Indiana Execs Say Corporate Tax Cuts Would Benefit Workers, Too

Sep 21, 2017

Indiana’s business community is waiting to see how federal tax reform plans, set for release next week, might impact their companies and workers.

At a roundtable in Indianapolis on Thursday, business leaders said they want to communicate to their workers and the public that lowering America’s corporate tax rate will be good for more than just executive paychecks.

Big Red Liquors owner Don Ricks says he doesn’t want tax hikes to be what keeps him from, say, upping from his contribution to his employees’ health plans. He says not cutting the corporate tax rate will eventually hurt his workers.

“Their accessible dollars, to go out and buy that new television or whatever to affect all of our economies, are dramatically affected by this,” Ricks says.

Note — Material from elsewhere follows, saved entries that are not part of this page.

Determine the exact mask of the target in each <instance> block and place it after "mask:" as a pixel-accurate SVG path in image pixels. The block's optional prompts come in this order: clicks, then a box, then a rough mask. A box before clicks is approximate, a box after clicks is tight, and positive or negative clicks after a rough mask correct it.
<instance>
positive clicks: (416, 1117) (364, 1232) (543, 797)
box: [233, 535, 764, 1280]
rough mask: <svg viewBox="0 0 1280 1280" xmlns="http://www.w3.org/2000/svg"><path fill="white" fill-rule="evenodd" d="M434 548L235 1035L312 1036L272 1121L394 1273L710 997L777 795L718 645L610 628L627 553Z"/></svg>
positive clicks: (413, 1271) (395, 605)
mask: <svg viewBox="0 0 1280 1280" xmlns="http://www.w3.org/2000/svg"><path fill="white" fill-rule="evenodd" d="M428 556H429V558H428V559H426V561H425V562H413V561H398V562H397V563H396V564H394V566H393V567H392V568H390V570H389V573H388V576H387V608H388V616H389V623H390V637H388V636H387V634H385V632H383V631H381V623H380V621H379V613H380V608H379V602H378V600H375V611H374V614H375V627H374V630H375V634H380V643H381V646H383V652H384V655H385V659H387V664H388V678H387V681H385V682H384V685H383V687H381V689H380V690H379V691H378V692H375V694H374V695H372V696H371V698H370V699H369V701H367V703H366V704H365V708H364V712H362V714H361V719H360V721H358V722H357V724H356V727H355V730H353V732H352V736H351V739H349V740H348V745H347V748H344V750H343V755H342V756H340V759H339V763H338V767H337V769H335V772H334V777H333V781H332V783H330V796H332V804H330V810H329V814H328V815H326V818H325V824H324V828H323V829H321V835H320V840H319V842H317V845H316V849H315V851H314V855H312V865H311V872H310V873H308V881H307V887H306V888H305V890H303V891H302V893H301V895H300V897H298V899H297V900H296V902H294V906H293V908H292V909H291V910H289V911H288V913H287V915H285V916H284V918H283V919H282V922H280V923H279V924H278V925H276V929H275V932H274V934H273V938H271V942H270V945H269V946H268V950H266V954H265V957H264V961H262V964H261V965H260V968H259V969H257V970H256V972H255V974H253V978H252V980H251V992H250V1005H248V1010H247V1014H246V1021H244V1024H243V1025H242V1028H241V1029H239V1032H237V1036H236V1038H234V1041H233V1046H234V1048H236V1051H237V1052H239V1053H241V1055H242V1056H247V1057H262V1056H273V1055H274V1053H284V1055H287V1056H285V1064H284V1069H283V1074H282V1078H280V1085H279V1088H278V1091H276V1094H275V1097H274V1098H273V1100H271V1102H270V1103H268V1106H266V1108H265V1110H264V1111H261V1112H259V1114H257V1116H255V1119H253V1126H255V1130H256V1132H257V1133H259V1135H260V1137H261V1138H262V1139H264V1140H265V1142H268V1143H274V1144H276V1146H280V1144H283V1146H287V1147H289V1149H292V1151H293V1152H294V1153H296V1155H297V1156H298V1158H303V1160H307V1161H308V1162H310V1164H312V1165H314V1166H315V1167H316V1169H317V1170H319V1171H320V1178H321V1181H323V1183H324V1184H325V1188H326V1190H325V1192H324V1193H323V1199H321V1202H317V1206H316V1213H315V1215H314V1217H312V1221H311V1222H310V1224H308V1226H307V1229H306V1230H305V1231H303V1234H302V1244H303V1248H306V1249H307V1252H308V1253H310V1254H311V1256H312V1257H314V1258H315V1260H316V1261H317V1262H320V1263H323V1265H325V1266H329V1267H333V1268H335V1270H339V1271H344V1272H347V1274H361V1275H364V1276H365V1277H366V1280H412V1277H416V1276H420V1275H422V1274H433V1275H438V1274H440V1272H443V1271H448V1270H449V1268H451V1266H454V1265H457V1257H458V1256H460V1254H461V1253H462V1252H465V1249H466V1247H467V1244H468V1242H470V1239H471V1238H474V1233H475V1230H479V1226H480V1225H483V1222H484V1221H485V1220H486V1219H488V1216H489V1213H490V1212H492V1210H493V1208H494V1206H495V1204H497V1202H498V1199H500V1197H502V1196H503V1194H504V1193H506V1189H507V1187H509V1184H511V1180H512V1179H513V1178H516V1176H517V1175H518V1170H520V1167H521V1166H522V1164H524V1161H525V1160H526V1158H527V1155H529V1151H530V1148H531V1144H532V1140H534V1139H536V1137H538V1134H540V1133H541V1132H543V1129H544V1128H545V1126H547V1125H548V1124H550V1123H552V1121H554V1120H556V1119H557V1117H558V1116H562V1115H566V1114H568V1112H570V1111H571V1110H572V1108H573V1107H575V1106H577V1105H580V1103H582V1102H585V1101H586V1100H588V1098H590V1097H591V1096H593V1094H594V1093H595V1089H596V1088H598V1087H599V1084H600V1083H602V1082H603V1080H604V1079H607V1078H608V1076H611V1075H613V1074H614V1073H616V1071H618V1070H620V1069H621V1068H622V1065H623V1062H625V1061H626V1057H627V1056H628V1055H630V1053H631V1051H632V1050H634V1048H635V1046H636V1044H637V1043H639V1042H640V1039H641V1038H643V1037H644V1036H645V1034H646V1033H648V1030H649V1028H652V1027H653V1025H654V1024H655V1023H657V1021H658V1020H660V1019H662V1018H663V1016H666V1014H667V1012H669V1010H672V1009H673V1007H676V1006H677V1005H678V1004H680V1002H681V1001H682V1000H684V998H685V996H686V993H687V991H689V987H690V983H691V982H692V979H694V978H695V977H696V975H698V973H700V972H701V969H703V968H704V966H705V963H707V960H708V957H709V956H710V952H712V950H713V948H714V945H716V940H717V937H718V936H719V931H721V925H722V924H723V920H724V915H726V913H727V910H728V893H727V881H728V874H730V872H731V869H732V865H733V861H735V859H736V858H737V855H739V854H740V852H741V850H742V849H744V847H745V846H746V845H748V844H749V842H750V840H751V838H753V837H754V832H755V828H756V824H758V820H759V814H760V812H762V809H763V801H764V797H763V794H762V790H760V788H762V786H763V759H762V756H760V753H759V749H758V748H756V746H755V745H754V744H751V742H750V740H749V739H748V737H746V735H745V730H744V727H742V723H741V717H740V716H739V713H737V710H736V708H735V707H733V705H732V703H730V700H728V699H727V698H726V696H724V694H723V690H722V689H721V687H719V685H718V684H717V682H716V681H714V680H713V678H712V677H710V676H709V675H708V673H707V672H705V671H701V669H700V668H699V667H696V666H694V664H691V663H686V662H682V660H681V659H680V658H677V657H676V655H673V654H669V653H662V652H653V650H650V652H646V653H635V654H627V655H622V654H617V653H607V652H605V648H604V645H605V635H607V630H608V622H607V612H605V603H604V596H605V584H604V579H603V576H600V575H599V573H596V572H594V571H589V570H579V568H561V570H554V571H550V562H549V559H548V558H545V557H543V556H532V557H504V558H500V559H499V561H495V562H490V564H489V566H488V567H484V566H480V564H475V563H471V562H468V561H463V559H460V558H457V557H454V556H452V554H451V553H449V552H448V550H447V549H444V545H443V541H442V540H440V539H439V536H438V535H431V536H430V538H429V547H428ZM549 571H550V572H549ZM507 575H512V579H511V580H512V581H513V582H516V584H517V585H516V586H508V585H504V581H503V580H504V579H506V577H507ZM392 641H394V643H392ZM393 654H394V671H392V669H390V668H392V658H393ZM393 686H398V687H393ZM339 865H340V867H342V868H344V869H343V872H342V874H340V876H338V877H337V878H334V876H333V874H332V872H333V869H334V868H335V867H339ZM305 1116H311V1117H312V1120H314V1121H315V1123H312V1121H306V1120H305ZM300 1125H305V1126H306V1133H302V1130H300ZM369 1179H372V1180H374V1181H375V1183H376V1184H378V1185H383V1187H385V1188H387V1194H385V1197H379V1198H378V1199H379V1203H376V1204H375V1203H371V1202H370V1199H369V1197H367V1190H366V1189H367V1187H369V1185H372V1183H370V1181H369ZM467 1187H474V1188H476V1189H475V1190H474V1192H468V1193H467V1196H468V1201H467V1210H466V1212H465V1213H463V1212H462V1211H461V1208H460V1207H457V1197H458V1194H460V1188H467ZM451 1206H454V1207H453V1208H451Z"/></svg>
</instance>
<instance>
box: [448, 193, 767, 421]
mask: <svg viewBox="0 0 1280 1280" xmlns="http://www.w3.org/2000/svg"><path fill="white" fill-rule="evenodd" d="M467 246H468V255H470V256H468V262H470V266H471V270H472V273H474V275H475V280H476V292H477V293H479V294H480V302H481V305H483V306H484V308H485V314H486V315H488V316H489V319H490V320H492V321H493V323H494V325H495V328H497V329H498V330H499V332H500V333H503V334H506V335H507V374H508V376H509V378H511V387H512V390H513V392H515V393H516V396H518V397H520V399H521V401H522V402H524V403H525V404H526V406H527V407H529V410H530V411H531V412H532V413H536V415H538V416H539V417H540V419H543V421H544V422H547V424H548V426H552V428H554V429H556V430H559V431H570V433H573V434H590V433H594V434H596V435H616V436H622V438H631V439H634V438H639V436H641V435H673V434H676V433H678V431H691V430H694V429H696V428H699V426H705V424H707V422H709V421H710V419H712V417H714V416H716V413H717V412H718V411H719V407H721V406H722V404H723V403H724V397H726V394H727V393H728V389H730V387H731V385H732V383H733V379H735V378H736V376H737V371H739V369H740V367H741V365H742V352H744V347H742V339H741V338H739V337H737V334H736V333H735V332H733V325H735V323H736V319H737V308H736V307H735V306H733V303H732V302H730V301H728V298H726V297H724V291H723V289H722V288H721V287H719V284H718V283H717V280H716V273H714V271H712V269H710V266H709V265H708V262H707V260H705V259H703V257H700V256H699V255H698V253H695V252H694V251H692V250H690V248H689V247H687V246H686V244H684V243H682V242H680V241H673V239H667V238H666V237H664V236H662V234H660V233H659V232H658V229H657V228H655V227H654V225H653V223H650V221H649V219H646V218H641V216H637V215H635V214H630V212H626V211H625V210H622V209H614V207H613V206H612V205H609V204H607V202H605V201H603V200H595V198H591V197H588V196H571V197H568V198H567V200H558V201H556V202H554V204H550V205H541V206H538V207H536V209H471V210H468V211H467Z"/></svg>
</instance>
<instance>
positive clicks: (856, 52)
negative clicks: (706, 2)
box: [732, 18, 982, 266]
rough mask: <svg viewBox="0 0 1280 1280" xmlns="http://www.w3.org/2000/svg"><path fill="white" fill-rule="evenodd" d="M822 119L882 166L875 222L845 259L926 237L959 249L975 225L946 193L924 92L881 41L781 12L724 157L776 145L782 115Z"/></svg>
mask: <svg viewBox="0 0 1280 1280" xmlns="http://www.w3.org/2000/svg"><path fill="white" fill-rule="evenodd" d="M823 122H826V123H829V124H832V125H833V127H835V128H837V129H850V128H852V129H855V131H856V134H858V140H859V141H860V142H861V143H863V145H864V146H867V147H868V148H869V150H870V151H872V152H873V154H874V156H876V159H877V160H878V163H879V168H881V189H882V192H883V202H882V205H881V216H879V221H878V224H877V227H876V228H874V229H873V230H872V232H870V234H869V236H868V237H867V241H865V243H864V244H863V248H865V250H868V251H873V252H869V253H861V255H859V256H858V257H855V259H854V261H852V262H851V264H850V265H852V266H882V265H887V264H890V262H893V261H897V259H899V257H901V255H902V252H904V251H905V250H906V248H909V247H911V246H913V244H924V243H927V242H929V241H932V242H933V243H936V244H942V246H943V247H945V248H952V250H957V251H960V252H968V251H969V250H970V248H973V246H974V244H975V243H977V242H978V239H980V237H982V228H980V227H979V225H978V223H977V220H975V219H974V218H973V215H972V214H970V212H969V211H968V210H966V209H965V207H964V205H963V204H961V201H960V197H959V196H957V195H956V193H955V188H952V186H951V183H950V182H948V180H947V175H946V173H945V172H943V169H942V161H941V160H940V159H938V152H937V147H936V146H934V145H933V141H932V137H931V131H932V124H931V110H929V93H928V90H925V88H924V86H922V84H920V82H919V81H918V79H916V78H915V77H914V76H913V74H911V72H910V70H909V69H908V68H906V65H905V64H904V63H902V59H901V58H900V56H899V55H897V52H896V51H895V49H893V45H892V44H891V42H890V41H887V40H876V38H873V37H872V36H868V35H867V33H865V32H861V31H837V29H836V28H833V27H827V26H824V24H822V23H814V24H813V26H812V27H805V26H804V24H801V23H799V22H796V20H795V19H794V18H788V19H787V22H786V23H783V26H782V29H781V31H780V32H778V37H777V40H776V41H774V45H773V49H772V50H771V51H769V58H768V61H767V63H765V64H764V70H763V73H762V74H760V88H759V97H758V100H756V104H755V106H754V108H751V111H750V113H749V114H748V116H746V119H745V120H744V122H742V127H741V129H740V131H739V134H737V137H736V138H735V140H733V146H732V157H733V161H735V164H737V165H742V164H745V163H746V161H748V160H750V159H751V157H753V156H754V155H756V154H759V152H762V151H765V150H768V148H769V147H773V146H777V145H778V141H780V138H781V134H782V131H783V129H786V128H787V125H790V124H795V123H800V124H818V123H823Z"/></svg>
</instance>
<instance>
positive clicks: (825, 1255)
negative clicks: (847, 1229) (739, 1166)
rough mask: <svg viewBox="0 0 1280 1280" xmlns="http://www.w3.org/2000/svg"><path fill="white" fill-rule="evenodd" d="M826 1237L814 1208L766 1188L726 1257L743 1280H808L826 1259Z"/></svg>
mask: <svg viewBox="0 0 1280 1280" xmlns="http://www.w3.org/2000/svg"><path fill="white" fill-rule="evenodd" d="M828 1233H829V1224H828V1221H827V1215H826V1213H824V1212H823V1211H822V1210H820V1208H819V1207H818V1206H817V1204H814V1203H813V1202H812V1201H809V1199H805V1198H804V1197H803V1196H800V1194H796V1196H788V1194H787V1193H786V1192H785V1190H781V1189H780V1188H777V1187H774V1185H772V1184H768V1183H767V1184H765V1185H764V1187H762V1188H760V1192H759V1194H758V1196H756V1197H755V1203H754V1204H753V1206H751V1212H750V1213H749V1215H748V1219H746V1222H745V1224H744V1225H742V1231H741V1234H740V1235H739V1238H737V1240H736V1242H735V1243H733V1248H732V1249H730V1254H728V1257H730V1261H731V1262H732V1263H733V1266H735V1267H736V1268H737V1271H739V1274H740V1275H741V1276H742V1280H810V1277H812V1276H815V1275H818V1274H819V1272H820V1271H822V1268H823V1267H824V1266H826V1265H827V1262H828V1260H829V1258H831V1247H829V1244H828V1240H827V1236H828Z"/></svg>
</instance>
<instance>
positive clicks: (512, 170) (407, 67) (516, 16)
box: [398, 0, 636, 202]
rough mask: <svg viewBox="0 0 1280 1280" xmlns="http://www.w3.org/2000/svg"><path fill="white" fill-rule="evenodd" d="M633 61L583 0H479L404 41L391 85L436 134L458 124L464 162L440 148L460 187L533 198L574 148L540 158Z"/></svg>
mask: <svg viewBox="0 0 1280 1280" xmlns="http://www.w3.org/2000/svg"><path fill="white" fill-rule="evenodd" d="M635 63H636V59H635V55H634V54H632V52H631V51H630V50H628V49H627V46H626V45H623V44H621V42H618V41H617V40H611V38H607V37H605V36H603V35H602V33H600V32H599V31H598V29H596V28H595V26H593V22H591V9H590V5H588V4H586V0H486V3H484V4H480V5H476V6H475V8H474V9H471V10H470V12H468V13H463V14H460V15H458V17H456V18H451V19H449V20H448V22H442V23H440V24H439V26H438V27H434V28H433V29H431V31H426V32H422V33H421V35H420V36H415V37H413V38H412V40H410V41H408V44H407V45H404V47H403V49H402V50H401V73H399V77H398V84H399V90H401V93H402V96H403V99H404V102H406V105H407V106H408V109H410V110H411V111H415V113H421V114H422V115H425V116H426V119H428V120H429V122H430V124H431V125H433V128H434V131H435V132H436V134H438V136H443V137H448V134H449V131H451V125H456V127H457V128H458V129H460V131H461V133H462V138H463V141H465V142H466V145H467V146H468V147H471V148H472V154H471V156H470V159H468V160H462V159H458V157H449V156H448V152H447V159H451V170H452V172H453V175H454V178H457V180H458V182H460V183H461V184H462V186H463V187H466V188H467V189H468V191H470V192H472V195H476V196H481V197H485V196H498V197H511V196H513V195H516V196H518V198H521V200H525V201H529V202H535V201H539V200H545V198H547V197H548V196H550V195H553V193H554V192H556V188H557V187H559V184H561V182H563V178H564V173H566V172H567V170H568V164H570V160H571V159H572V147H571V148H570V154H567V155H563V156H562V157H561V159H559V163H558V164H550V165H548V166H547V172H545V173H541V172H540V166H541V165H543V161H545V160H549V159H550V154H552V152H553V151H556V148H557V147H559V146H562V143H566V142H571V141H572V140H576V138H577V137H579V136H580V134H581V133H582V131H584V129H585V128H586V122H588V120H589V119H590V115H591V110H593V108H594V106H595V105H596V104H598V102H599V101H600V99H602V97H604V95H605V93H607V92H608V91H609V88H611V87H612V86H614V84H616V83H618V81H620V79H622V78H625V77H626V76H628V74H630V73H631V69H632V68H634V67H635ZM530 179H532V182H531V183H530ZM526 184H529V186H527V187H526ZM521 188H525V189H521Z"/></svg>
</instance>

Other executives say they’d invest money saved on taxes in technology or expansions that would create jobs and job stability for their current employees.

They also say the biggest change since the last major tax reform, in 1986, has been global competition and technologies to access it. They say the current rate encourages companies to look for lower taxes overseas, and discourages small American businesses from growing.

Indianapolis native Brian Schutt owns one such business, HomeSense Heating and Cooling, and says lower taxes would free up thousands of dollars for investment.

“It means two more vans on the road next year, two more people employed, money going into an education program that we can’t currently afford,” he says.

Vice President Mike Pence and President Donald Trump will both rally support for the forthcoming tax proposal in Indiana in the coming days. Pence will join a bipartisan group of Indiana’s federal lawmakers in Anderson on Friday.